I am writing an environmental justice paper working with demographic and exposure data at the census block group level. Because block groups can be relatively small in size, a pollution source and the people living in one block group can easily impact AT LEAST first order neighbors. I was going to be a dullard and just aggregate back up through the FIPS code, but that is just bad math.
Got the shape file for ACS year I want, tried arcGIS first but I was not getting anywhere. I then read about Pysal and installed that
imported shape file ran the (12 hours) queen neighbor analysis on all 216,000 block groups
In [52]: w.histogram Out[52]:
[(0, 87), (1, 709), (2, 3634), (3, 16627), (4, 48736), (5, 56952), (6, 42848), (7, 24878), (8, 12646), (9, 6294), (10, 3040), (11, 1515), (12, 759), (13, 432), (14, 233), (15, 128), (16, 85), (17, 44), (18, 34), (19, 20), (20, 21), (21, 13), (22, 8), (23, 7), (24, 6), (25, 1), (26, 3), (27, 1), (28, 2), (29, 1), (30, 2), (31, 1), (32, 0), (33, 2), (34, 0), (35, 1), (36, 1), (37, 1), (38, 0), (39, 0), (40, 0), (41, 0), (42, 0), (43, 0), (44, 0), (45, 0), (46, 1), (47, 0), (48, 0), (49, 0), (50, 0), (51, 0), (52, 0), (53, 0), (54, 0), (55, 0), (56, 0), (57, 0), (58, 0), (59, 0), (60, 0), (61, 1)]
What I need is a .csv (or honestly anything will do if I copy/paste it somewhere) that enumerates each block group by FIPS (which should be what the ACS shapefile uses for ID) and it's list of neighbors.

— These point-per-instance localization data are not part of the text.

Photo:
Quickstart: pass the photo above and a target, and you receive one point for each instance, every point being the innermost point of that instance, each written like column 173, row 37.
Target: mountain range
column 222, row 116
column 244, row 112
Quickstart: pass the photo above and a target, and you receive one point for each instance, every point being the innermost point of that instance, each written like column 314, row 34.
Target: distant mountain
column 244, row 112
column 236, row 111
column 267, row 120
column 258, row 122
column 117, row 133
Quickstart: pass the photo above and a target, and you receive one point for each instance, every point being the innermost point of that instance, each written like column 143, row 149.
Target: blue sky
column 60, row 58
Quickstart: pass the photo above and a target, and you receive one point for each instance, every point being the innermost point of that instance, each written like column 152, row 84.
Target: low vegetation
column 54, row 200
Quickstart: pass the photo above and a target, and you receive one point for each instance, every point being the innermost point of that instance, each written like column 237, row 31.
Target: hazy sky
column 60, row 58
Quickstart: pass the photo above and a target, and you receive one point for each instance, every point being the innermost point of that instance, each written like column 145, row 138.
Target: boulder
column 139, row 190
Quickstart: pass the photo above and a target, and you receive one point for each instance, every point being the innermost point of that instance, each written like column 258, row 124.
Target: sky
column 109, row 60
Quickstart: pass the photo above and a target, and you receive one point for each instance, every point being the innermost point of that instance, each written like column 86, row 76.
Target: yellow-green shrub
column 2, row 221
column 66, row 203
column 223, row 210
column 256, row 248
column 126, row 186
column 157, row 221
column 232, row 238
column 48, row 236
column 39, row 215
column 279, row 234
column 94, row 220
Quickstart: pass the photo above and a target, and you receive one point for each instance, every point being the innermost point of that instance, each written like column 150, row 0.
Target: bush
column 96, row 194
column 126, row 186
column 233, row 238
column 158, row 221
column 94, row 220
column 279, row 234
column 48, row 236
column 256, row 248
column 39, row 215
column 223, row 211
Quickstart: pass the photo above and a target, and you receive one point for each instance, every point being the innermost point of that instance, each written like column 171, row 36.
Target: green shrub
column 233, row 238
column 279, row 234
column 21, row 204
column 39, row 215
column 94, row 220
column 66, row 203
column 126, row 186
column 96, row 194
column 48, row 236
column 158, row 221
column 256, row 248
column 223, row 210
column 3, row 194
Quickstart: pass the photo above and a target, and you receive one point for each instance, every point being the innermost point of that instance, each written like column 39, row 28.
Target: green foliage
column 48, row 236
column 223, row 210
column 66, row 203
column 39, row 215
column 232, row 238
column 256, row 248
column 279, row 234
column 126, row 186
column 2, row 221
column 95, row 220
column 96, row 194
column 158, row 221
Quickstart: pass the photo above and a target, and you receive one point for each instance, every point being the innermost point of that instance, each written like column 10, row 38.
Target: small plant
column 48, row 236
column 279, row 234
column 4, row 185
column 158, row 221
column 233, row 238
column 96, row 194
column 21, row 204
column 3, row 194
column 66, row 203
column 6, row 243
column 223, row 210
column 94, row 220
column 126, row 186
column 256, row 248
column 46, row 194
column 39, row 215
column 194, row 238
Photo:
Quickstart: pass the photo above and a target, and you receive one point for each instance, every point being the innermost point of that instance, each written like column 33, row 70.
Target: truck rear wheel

If I can get the list, I can move it over to an environment where I am more comfortable. I sat there and played with it for hours last night and could get a couple cracks at numpy.savetext to work, but it was only a single column and the numbers were stored in scientific notation because FIPS codes are 12 digits. One time it told me the tuple was out of range, and I think that was the closest I got
I searched for just the data itself rather extensively before hand, or I promise I would not be here wasting your time.